According to the minister, the Department of Agriculture and Farmers Welfare, in consultation with state governments, assesses state-wise and month-wise fertilizer requirements before every cropping season. Based on these estimates, the Department of Fertilizers issues monthly supply plans and keeps a close watch on availability across the country. The movement of subsidised fertilizers is being tracked through the online Integrated Fertilizer Management System, while states have been advised to coordinate with manufacturers and importers for timely placement of indents.
To ensure uninterrupted movement, the Centre is also holding regular coordination meetings with the Ministry of Railways for the availability of sufficient rakes and priority transportation of fertilizers. In cases where demand-supply gaps are anticipated, advance imports are undertaken to maintain adequate stocks. Distribution within states continues to be managed by the respective state governments.

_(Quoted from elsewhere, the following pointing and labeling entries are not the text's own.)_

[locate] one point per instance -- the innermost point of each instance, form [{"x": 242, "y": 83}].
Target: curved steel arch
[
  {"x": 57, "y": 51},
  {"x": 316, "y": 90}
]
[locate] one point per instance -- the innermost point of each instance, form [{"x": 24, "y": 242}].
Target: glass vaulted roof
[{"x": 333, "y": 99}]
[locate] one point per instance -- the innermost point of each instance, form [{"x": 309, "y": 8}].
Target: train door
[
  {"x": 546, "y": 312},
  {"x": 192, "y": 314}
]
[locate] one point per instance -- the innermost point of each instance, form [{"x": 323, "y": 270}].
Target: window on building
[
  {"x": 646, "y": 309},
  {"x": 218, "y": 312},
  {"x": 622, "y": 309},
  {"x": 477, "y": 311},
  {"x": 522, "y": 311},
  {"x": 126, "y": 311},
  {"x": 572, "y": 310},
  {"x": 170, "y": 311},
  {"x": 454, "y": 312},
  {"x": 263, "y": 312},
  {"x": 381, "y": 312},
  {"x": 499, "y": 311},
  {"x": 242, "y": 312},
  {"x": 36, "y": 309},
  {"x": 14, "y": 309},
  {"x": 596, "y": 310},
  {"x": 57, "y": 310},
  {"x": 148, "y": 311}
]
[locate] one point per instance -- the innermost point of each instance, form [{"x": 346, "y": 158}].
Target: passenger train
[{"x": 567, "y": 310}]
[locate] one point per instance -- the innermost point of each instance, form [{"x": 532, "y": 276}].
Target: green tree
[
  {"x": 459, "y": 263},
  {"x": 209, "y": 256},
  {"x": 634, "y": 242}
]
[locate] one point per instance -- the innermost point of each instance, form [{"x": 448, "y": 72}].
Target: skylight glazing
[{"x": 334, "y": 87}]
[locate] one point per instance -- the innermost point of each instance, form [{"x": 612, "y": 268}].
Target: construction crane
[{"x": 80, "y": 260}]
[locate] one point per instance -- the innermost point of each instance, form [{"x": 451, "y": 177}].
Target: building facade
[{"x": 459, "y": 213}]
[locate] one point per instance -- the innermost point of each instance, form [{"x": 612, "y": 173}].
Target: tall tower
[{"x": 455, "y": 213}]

The government said fertilizer availability has remained adequate across all states during the ongoing Rabi 2025–26 season, including for major nutrients such as urea, DAP, MOP and NPK. Under the Urea Subsidy Scheme, farmers continue to receive urea at the statutorily notified maximum retail price of ₹242 per 45-kg bag, excluding neem coating charges and applicable taxes. The difference between the delivered cost and the market realisation is reimbursed to manufacturers and importers as subsidy.

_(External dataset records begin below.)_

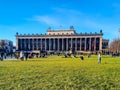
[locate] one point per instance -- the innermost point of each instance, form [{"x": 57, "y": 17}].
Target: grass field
[{"x": 59, "y": 73}]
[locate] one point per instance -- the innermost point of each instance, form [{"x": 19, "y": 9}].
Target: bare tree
[{"x": 115, "y": 46}]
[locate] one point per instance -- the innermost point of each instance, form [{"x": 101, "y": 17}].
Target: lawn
[{"x": 59, "y": 73}]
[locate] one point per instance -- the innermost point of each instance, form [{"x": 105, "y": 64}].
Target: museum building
[{"x": 61, "y": 41}]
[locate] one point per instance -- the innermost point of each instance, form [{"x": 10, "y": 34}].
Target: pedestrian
[{"x": 99, "y": 58}]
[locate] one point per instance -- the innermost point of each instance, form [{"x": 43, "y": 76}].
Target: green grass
[{"x": 59, "y": 73}]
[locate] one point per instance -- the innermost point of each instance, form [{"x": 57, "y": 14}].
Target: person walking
[{"x": 99, "y": 58}]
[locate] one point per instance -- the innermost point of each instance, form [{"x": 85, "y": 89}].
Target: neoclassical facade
[{"x": 60, "y": 40}]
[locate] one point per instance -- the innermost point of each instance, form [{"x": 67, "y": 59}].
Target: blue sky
[{"x": 35, "y": 16}]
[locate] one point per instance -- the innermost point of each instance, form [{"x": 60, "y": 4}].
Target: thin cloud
[{"x": 49, "y": 20}]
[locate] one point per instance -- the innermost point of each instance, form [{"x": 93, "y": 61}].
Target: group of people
[{"x": 99, "y": 57}]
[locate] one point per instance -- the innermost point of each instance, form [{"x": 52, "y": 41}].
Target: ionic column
[
  {"x": 66, "y": 43},
  {"x": 75, "y": 44},
  {"x": 45, "y": 44},
  {"x": 28, "y": 43},
  {"x": 85, "y": 45},
  {"x": 54, "y": 44},
  {"x": 49, "y": 44},
  {"x": 17, "y": 44},
  {"x": 58, "y": 44},
  {"x": 94, "y": 44},
  {"x": 80, "y": 44},
  {"x": 90, "y": 44},
  {"x": 71, "y": 42},
  {"x": 32, "y": 44},
  {"x": 62, "y": 44},
  {"x": 41, "y": 43}
]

For phosphatic and potassic fertilizers, the government continues to operate the Nutrient Based Subsidy (NBS) Scheme, which has been in force since April 1, 2010. Under this policy, subsidy is provided to manufacturers and importers of notified P&K fertilizers based on nutrient content and actual point-of-sale transactions during the season. The Centre said it regularly monitors international prices of fertilizers and raw materials and adjusts NBS rates annually or bi-annually to keep these products affordable for farmers.
In addition, special support measures have been extended for both imported and domestic DAP and for imported TSP during the Kharif 2025 and Rabi 2025–26 seasons. These include an additional provision of ₹3,500 per metric tonne to cover “other costs”, including expenses from factory gate to farm gate, the impact of fluctuations in international prices, GST included in the MRP, and a reasonable return of 4 per cent of net MRP.
The government also reiterated its zero-tolerance approach towards the forced bundling or tagging of non-essential products with fertilizers. The minister noted that fertilizers are classified as essential commodities under the Essential Commodities Act, 1955, and are regulated under the Fertilizer Control Order, 1985. State governments have been empowered to take action against those involved in such malpractices under the provisions of these laws.
Any complaint received by the Department of Fertilizers regarding overpricing or tagging of fertilizers is forwarded to the concerned state government for appropriate action. The department has also issued clear directions to fertilizer companies not to indulge in bundling or tagging practices, while state governments have been advised to take strict action under existing rules to prevent such violations.
The measures, the government said, reflect its continued commitment to ensuring efficient fertilizer logistics, equitable availability and affordability for farmers, while protecting them from unfair trade practices during critical agricultural seasons.